For controlling which residues to compare, there are several varieties of CA_rmsd, depending on which ones are availible through PyRosetta (I'm not 100% sure all of them are). The most flexible is perhaps one where CA_rmsd() takes a third option which is a map of integers mapping the (pose numbered) residues of the first protein to the corresponding residue in the second protein - or just a vector1 of integers, where it's assumed that the numbers correspond. Alternatively, CA_rmsd() can also take two (pose numbered) integers indicating the start and end residues for the CA_rmsd as parameters 3 and 4, or a 5 parameter version which does start, end, and a vector1 of residues to exclude.

Other rmsd options are bb_rmsd() and bb_rmsd_including_O(), which do the obvious (but only have the two and five parameter version), the previously mentioned all_atom_rmsd() (which has only the two and three-parameter-with-list options), and all_atom_rmsd_nosuper() & all_scatom_rmsd_nosuper() (two parameter only) which do all atom and all sidechain atom rmsds, but without doing the best fit alignment first. There's other more flexible versions available at the C++ level, but they're not likely to be exposed at the Python level, due to technical limitations.
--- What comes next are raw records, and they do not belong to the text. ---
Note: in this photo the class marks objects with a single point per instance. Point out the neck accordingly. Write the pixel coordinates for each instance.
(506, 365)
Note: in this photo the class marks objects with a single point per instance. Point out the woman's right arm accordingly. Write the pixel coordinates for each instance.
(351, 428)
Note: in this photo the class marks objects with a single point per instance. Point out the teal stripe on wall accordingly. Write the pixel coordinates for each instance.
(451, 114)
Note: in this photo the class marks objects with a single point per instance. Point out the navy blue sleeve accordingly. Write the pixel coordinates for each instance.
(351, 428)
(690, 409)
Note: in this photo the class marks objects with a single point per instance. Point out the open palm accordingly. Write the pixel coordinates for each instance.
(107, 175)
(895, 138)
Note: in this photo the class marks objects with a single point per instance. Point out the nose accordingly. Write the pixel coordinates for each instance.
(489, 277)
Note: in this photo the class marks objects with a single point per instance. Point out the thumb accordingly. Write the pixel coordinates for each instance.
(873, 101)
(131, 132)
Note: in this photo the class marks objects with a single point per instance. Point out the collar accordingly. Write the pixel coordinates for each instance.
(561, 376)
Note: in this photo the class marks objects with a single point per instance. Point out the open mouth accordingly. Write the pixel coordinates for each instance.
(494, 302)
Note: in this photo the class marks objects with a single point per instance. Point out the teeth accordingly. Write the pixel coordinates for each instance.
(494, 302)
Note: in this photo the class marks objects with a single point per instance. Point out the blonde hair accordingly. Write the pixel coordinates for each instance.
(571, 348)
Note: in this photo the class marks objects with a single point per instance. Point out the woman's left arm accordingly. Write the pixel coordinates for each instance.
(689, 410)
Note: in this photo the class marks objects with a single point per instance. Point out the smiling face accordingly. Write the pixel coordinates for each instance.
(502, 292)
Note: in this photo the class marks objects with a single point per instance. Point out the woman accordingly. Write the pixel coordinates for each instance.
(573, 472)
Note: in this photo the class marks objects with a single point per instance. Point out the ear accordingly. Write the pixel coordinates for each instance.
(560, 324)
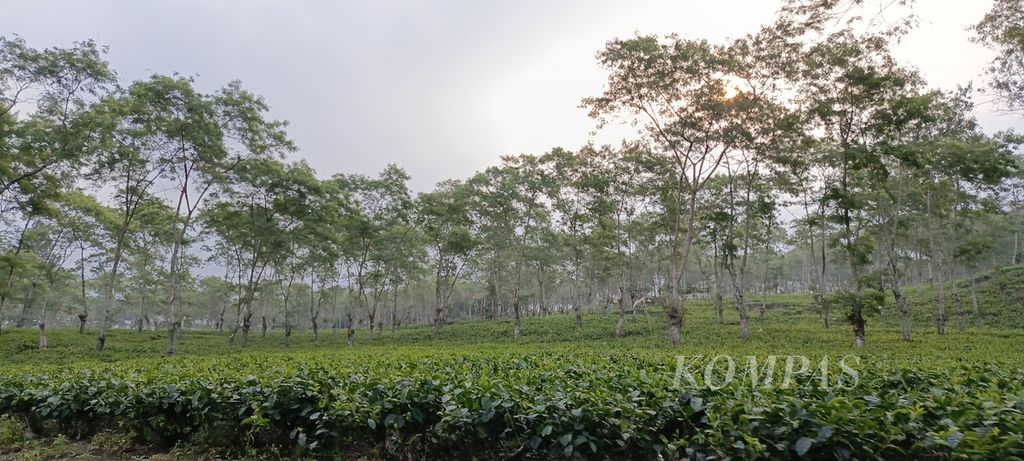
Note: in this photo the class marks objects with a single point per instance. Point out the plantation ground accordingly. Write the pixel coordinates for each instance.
(559, 391)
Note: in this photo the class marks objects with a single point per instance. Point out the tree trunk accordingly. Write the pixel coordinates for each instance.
(10, 270)
(974, 302)
(578, 305)
(622, 312)
(351, 331)
(941, 321)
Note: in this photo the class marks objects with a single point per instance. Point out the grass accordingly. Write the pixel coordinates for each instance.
(557, 391)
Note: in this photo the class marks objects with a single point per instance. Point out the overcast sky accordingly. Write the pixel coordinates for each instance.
(439, 87)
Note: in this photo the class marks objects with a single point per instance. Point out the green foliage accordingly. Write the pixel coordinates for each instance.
(12, 435)
(560, 391)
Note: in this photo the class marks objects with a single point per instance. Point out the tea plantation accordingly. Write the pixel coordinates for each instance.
(557, 392)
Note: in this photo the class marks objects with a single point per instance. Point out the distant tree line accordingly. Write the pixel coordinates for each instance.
(801, 158)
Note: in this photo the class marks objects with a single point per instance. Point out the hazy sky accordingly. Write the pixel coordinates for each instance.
(440, 87)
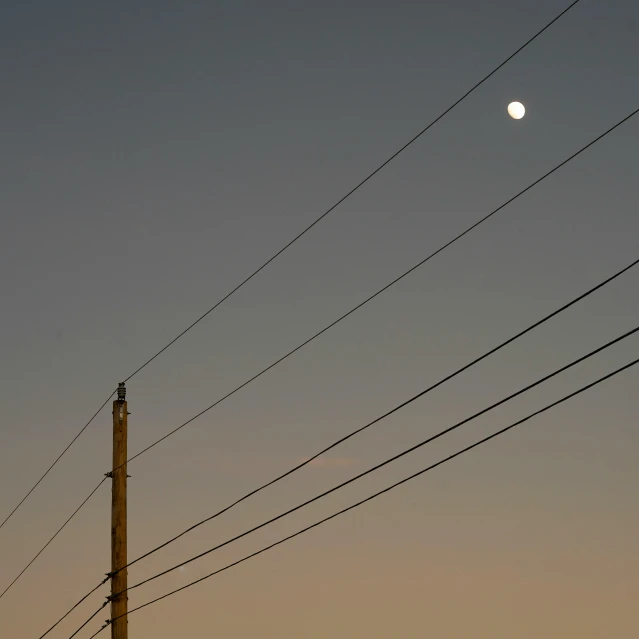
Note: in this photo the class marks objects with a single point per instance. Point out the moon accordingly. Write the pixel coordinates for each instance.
(516, 110)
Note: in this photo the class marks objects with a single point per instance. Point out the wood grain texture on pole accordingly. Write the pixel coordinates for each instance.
(119, 627)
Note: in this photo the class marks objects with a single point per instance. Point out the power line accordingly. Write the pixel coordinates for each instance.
(381, 492)
(75, 512)
(308, 228)
(375, 421)
(57, 460)
(359, 430)
(391, 459)
(356, 188)
(557, 167)
(74, 607)
(415, 267)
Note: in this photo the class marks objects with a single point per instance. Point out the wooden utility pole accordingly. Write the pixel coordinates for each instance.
(119, 627)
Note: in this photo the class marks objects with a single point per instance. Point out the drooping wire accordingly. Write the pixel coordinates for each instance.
(359, 430)
(403, 275)
(381, 492)
(75, 606)
(75, 512)
(356, 188)
(57, 460)
(332, 208)
(389, 460)
(336, 443)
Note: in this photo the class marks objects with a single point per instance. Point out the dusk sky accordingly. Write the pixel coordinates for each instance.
(156, 153)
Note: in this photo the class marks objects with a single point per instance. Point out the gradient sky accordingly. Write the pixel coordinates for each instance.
(155, 153)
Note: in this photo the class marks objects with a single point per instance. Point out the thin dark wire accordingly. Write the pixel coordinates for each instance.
(449, 377)
(388, 461)
(377, 170)
(75, 512)
(74, 607)
(359, 430)
(89, 619)
(392, 157)
(366, 301)
(106, 625)
(381, 492)
(57, 460)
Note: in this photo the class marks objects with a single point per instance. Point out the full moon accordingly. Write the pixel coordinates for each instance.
(516, 110)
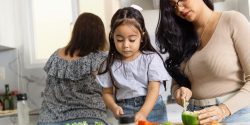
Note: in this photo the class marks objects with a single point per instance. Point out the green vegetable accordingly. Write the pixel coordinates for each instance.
(190, 118)
(99, 123)
(167, 123)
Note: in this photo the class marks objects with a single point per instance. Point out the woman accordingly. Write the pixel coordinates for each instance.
(209, 58)
(72, 96)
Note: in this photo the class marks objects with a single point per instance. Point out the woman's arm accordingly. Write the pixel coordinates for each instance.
(110, 102)
(152, 96)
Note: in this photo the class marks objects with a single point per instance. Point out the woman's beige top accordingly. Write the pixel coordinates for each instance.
(223, 65)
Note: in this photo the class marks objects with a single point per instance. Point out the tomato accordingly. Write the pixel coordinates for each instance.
(190, 118)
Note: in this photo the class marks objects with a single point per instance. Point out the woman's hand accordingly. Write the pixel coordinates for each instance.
(117, 111)
(214, 113)
(181, 94)
(140, 116)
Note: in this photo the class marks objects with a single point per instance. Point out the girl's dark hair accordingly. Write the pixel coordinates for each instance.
(127, 16)
(88, 35)
(178, 38)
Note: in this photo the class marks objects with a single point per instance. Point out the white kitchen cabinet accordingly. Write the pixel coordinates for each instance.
(8, 24)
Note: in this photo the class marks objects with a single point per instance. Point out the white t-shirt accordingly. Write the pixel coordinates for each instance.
(132, 77)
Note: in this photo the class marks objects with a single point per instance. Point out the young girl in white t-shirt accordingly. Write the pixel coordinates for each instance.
(133, 74)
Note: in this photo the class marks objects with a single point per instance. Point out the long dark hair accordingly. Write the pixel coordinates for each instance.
(88, 35)
(127, 16)
(178, 38)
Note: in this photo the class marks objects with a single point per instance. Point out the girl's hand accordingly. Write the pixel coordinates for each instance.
(140, 116)
(181, 94)
(117, 111)
(214, 113)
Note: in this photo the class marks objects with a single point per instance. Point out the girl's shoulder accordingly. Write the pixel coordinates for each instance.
(232, 17)
(150, 55)
(73, 69)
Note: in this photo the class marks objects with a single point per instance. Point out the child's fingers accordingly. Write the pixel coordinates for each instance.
(121, 111)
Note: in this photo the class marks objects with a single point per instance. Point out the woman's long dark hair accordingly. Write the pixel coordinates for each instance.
(88, 35)
(178, 38)
(126, 16)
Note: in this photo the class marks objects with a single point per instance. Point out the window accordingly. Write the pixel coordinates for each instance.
(50, 28)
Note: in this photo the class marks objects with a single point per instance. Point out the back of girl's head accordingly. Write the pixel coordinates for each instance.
(133, 17)
(88, 35)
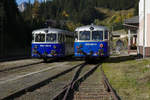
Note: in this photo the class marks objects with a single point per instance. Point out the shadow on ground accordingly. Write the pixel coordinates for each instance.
(118, 59)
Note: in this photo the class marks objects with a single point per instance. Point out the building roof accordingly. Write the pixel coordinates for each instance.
(133, 20)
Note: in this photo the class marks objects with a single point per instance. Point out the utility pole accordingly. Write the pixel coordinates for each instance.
(144, 32)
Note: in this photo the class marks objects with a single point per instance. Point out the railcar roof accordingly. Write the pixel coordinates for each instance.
(52, 30)
(88, 28)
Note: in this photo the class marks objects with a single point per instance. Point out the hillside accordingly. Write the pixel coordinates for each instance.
(68, 14)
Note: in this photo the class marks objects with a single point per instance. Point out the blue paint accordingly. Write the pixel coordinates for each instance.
(94, 47)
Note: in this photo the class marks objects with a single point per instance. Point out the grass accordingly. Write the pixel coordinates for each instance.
(129, 77)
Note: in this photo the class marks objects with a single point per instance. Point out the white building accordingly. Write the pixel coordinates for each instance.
(144, 28)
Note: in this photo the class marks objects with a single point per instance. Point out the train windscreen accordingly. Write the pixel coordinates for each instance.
(84, 35)
(51, 38)
(97, 35)
(39, 37)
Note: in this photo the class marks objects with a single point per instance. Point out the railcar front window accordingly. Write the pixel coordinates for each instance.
(97, 35)
(84, 35)
(106, 34)
(40, 38)
(51, 38)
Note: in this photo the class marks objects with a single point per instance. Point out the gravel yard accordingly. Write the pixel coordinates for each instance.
(50, 90)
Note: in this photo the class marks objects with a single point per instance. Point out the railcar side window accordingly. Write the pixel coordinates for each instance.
(106, 34)
(32, 37)
(84, 35)
(97, 35)
(39, 37)
(51, 38)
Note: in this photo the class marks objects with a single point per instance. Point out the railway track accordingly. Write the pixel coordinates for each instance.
(82, 88)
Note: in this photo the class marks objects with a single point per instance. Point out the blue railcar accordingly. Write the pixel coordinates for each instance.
(52, 43)
(91, 41)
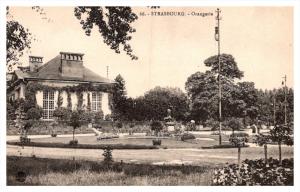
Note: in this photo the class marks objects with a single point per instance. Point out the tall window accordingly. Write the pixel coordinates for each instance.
(96, 101)
(48, 104)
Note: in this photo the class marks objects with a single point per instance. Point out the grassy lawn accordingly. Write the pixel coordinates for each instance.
(67, 172)
(169, 142)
If your proteins are not the same length (and assuming that they're different on the N-terminus), only the three parameter mapping version of CA_rmsd() is likely going to work well. The way around it for all atom rmsd, etc. is to create a temporary shorter pose which only contains the residues of interest. You can either construct such a pose residue-by-residue yourself, or you could use the create_subpose(source,positions,foldtree,destination) utility function in the core.pose module. It's a little tricky, in that in addition to the vector1 of positions to take and an empty pose as the destination, you also have to provide it with a foldtree for the new pose. If all you're going to do with the new pose is use it for RMSD, you can just use the core.kinematics.Foldtree( N ) constructor to get a simple one, where n is the number of residues in the new pose (the length of your positions vector).

Fri, 2013-11-29 09:50
rmoretti

Thank you, your response was very helpful. However, I have come up with a related issue regarding gdtha() and gdtsc() functions. If I understand correctly, this functions require three arguments, two being Pose objects and the third being an std::map, yet I've not been able to figure out wich rosetta.utility.map_* functions to use. Maybe I'm mistaken and this is not what the gdt functions require, I've had a hard time trying to understand the C++ in the help messages.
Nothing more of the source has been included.